Lean supply chain, Pt. 3: accountability in demand forecasting
- May 18th, 2015
- By: Scott Robinson
Demand forecasting is problematic for a number of reasons, but its importance in the lean supply chain is obvious. Getting control of the forecasting process may require a re-thinking of who is contributing to the process within the enterprise and how various contributors approach forecasting.
Process and planning expert Jakob Bjorklund has suggested that one issue that may compromise the accuracy of demand forecasting is accountability for the process.
“It is imperative,” he said, “that a manufacturing enterprise assign demand forecasting to an independent party within the company that has more of a holistic point of view than would sales, manufacturing or any other specific department.”
Increased demand forecasting accuracy means lower inventory levels and enhanced customer service, he said, and those are very desirable goals – but in pursuit of those goals, many companies disseminate responsibility for demand forecasting across all of the departments it affects. This is an innocent mistake, but it can introduce error in forecasting.
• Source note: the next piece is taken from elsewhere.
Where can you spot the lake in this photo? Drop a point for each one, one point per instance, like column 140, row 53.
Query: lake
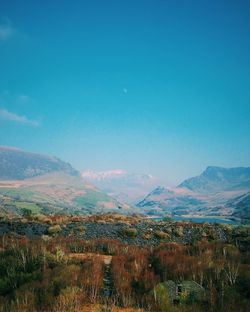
column 202, row 219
In Bjorklund’s example, demand forecasting in the hands of the sales department may lead to overly optimistic projections; manufacturing operations, on the other hand, may introduce overly cautious projections, erring on the side of conservatism.
Getting everyone’s input into the process is not a bad thing in itself, he said, but in the end, no single individual or department ends up being accountable for the accuracy of the demand forecasting process, and this is a problem: “It is not surprising that, as a result, this crucial role tends to fall between chairs in many enterprises,” he said.
Identifying a proper accountable authority within the company to master and monitor demand forecasting, he said, is a crucial component in improving forecasting accuracy.